An employee performance evaluation can also be used to protect your company.The evaluation is a detailed paper trail that allows your legal team to build an airtight case should you need to terminate an individual due to unsatisfactory performance.Reasons often given for employee turnover include the following: an increase in pay, better work conditions, more interesting work, opportunity to learn new skills, and a feeling of a lack of respect or recognition in the current job.Many companies use employee performance evaluations as a snapshot of the employee that includes a listing of past achievements, current projects, skill sets, and measurable behaviors.

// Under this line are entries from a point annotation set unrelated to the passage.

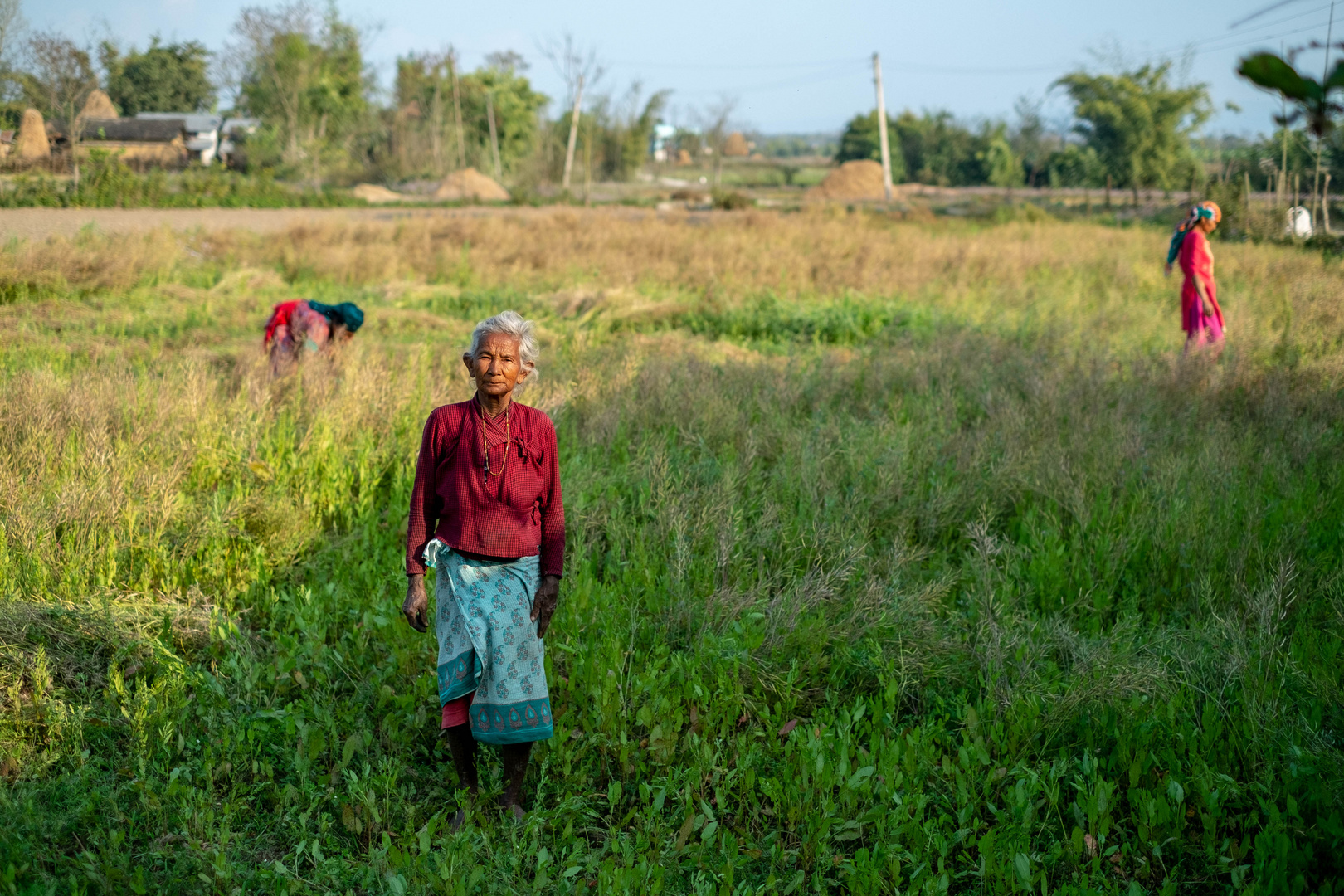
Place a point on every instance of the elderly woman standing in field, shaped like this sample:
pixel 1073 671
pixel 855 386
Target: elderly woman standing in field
pixel 1200 316
pixel 488 486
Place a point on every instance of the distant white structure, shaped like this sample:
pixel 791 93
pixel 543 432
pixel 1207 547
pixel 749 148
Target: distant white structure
pixel 659 143
pixel 233 134
pixel 1298 223
pixel 207 137
pixel 201 132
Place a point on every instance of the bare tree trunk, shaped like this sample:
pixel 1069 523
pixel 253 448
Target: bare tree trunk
pixel 437 116
pixel 457 112
pixel 574 134
pixel 494 140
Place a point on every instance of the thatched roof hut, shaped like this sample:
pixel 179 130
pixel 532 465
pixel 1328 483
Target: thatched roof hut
pixel 32 143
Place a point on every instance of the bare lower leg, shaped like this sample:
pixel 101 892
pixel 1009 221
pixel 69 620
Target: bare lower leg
pixel 515 768
pixel 463 747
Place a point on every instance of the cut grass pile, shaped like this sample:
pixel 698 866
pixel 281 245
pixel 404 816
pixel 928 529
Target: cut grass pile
pixel 901 558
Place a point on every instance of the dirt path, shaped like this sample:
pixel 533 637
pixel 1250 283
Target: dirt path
pixel 39 223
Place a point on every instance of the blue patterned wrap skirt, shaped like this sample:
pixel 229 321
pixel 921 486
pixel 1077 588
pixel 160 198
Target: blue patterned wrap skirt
pixel 487 642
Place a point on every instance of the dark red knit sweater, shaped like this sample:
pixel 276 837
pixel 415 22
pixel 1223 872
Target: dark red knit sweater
pixel 515 514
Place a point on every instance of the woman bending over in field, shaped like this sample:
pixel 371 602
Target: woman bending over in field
pixel 488 488
pixel 1200 316
pixel 314 325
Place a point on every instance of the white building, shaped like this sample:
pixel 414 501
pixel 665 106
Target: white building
pixel 201 132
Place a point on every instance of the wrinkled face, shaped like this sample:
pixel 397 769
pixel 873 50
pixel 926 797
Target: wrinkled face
pixel 498 366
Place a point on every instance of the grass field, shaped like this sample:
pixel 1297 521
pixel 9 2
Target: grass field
pixel 902 558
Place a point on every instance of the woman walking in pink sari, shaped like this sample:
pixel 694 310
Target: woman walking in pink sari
pixel 1200 316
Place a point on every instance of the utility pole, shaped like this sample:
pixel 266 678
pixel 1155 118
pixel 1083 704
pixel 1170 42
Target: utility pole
pixel 574 134
pixel 1316 179
pixel 882 128
pixel 494 140
pixel 1283 178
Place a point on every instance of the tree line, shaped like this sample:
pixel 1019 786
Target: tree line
pixel 1133 130
pixel 301 71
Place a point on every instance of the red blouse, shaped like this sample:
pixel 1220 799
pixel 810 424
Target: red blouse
pixel 280 316
pixel 1196 260
pixel 514 514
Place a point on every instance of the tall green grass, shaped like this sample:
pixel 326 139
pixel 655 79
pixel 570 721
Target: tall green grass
pixel 864 592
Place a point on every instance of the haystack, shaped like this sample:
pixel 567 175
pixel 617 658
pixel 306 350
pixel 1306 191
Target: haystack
pixel 377 195
pixel 99 106
pixel 32 140
pixel 737 145
pixel 470 184
pixel 858 179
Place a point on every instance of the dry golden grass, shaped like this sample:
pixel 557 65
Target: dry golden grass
pixel 633 266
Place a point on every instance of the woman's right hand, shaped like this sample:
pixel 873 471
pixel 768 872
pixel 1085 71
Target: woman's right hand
pixel 416 607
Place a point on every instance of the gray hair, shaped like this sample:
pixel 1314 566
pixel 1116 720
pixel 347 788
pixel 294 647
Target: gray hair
pixel 514 325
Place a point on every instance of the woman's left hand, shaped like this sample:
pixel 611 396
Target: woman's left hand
pixel 543 606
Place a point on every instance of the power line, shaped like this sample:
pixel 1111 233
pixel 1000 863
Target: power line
pixel 689 66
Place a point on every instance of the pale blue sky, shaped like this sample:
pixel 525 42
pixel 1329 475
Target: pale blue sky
pixel 793 66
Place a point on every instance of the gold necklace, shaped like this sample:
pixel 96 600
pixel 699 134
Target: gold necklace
pixel 485 442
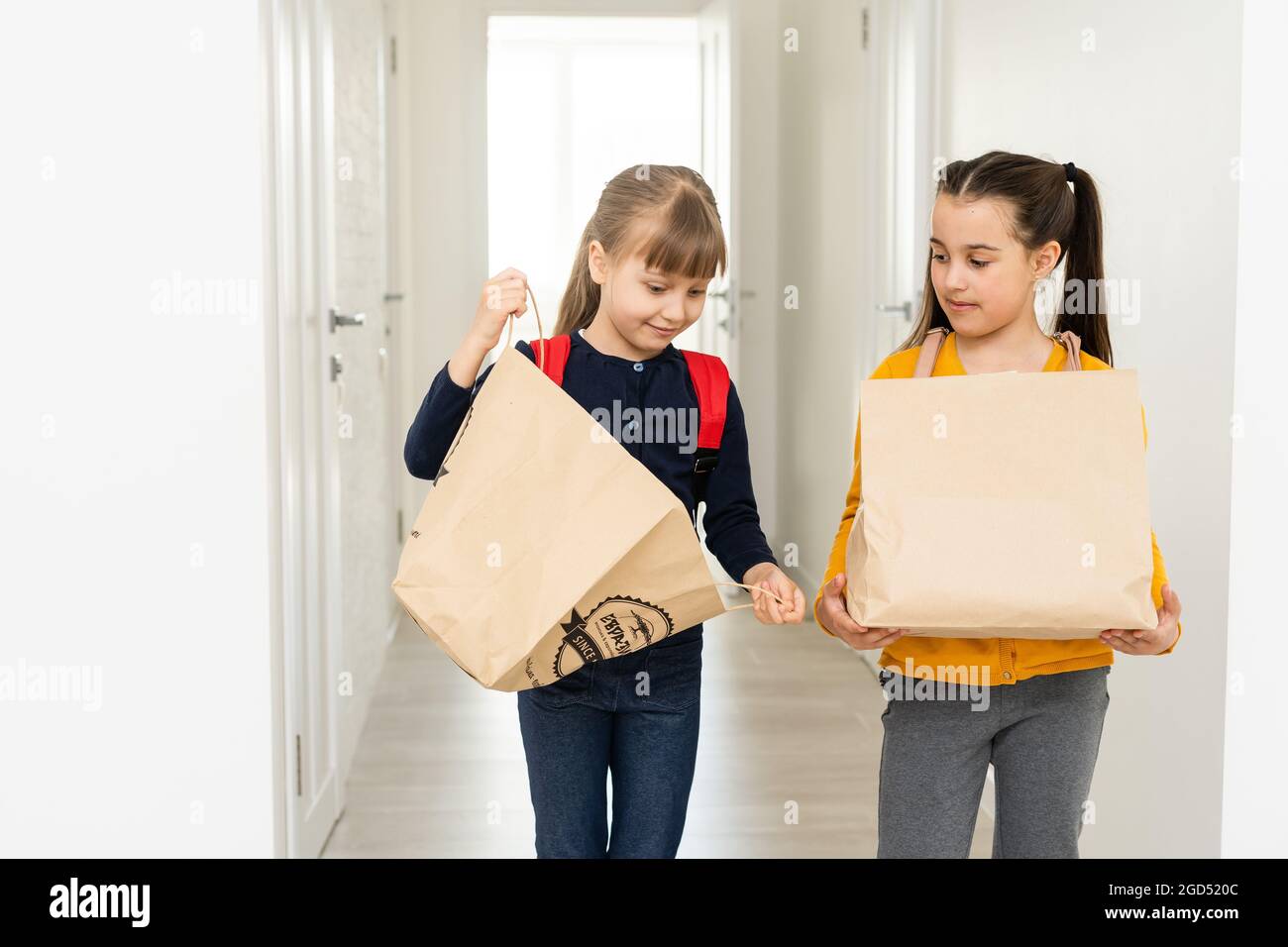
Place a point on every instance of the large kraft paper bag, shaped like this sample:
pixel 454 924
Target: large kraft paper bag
pixel 544 544
pixel 1003 505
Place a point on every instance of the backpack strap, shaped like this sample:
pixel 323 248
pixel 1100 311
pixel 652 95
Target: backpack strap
pixel 553 356
pixel 709 376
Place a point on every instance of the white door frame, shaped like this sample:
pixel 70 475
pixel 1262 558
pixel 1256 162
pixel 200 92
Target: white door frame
pixel 304 535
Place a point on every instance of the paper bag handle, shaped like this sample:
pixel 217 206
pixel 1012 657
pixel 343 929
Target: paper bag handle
pixel 541 334
pixel 752 587
pixel 936 335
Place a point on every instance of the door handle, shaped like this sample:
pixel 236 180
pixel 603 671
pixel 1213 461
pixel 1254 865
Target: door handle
pixel 906 308
pixel 342 318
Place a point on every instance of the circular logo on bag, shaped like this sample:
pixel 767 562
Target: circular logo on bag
pixel 617 625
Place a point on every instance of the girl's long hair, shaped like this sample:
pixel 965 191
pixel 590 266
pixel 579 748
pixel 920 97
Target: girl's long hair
pixel 1042 208
pixel 666 211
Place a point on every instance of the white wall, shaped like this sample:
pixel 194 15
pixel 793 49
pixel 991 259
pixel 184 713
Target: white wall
pixel 1253 821
pixel 133 487
pixel 1158 134
pixel 819 244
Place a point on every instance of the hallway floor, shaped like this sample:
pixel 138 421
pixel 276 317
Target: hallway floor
pixel 787 715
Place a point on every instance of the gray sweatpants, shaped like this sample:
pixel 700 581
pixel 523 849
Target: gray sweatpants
pixel 1041 735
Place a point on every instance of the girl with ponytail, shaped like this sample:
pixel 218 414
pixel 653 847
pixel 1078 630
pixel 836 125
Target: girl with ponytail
pixel 1001 226
pixel 639 279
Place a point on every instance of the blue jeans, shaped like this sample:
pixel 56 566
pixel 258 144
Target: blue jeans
pixel 634 716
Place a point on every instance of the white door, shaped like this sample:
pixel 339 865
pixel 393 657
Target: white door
pixel 308 567
pixel 902 119
pixel 716 330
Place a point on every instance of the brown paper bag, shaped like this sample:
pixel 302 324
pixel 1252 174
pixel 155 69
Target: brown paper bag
pixel 544 544
pixel 1003 505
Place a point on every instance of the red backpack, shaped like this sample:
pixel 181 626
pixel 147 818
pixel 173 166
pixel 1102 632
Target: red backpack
pixel 709 379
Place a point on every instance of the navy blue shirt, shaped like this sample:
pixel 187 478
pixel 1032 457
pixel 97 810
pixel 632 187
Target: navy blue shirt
pixel 595 381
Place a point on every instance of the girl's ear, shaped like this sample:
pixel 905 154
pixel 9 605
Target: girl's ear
pixel 1044 260
pixel 597 262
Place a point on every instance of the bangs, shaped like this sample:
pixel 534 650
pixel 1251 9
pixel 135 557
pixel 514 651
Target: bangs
pixel 683 239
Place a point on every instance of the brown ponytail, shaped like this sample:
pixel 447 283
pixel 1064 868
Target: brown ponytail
pixel 668 211
pixel 1042 209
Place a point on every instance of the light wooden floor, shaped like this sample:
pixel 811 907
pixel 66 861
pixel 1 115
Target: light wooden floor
pixel 789 715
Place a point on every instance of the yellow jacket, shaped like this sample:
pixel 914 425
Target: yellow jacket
pixel 1009 660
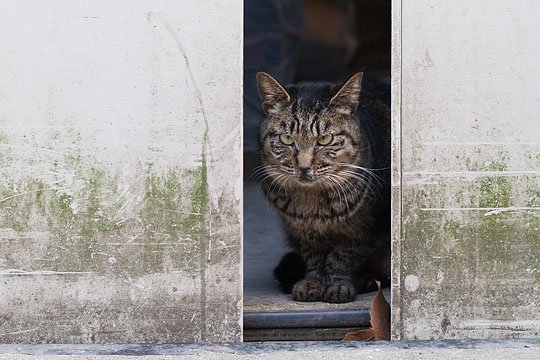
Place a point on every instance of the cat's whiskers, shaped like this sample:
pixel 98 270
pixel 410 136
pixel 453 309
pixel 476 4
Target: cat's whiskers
pixel 340 188
pixel 367 170
pixel 258 171
pixel 365 182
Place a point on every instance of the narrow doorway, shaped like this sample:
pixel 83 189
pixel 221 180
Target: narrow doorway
pixel 311 40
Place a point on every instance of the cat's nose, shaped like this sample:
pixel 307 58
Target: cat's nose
pixel 306 171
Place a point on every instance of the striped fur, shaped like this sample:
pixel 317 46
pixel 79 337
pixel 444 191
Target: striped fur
pixel 333 198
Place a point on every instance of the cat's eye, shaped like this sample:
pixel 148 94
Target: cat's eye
pixel 325 139
pixel 286 139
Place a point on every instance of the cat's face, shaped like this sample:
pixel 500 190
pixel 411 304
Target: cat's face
pixel 310 131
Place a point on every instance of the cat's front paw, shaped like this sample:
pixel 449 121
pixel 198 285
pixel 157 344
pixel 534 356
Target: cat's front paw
pixel 307 290
pixel 339 291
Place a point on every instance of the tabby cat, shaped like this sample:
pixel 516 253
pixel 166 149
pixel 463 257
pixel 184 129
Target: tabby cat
pixel 326 156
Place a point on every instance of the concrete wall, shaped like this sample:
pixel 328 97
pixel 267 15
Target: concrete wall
pixel 120 144
pixel 466 170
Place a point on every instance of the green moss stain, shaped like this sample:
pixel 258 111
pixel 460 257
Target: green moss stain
pixel 83 226
pixel 496 191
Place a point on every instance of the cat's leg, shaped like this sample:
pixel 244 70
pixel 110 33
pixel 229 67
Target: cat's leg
pixel 311 287
pixel 340 263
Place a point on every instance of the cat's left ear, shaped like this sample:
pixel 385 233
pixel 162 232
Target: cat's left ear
pixel 348 97
pixel 273 94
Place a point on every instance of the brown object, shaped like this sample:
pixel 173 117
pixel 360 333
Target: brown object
pixel 380 320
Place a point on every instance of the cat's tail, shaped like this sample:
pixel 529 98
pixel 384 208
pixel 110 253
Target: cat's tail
pixel 289 271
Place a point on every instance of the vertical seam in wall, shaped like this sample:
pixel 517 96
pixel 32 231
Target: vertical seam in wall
pixel 396 300
pixel 203 236
pixel 400 163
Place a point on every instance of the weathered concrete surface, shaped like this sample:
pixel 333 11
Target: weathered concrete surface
pixel 120 145
pixel 522 349
pixel 467 261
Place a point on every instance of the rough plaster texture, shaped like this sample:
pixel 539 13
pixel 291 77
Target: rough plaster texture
pixel 467 260
pixel 120 192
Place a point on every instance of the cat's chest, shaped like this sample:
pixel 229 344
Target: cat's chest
pixel 304 208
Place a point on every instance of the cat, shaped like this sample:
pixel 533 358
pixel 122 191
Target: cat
pixel 325 152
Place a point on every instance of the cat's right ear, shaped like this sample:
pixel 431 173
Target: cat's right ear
pixel 274 96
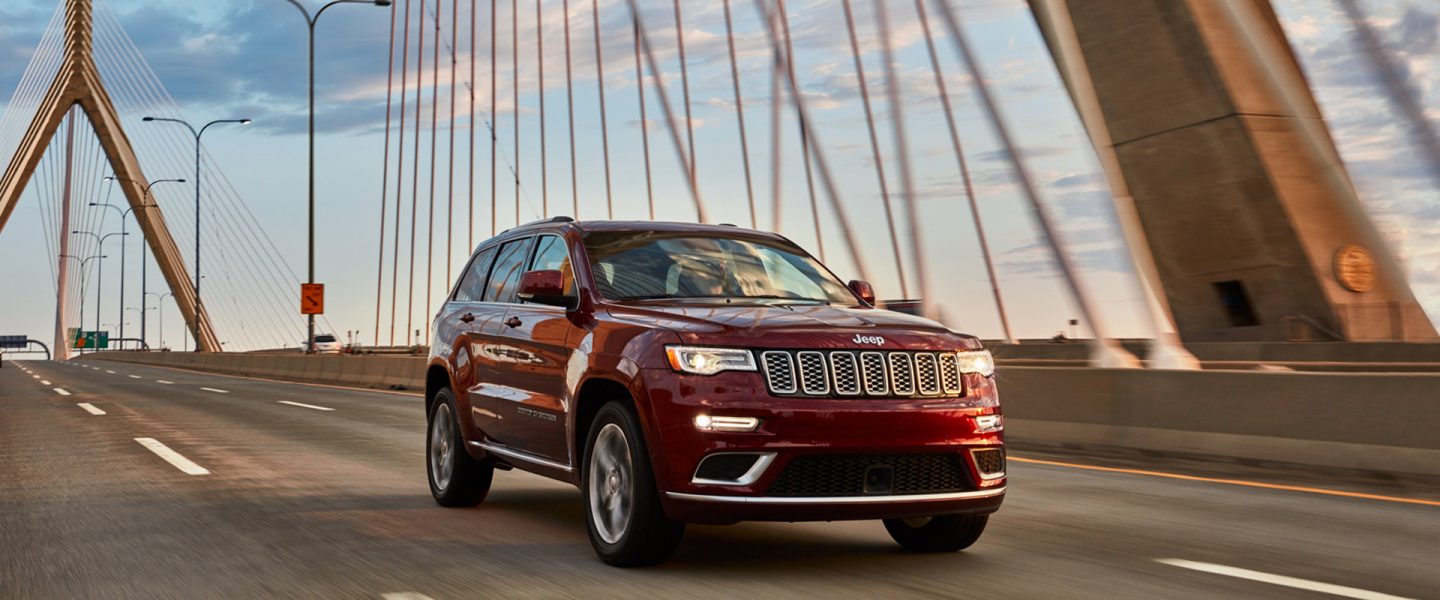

Your HR department spends hour-after-hour at least one month each year making sure your managers turn in their employee performance evaluations on time. Is it to protect yourself, and the company, in the event of a legal action by a disgruntled ex-employee by documenting negative behavior or below-average work-related performance?Or, is it to keep track of high performing workers in order to reward them appropriately? We can all agree that it's important to reward employees who meet or exceed performance standards.By acknowledging their contributions, you are showing their value to the team, department and company, but you need some acceptable established basis for this reward.This is also a good time to go over established job requirements and update if necessary.With an employee performance evaluation, a manager has the tools at-hand to measure individual performance throughout his or her team, identify top performers for further development and establish a pay-for-performance compensation plan.This act is in itself a form of positive recognition; however other recognition or reward opportunities will present themselves during the performance evaluation process as the manager tracks progress on employee goals throughout the year.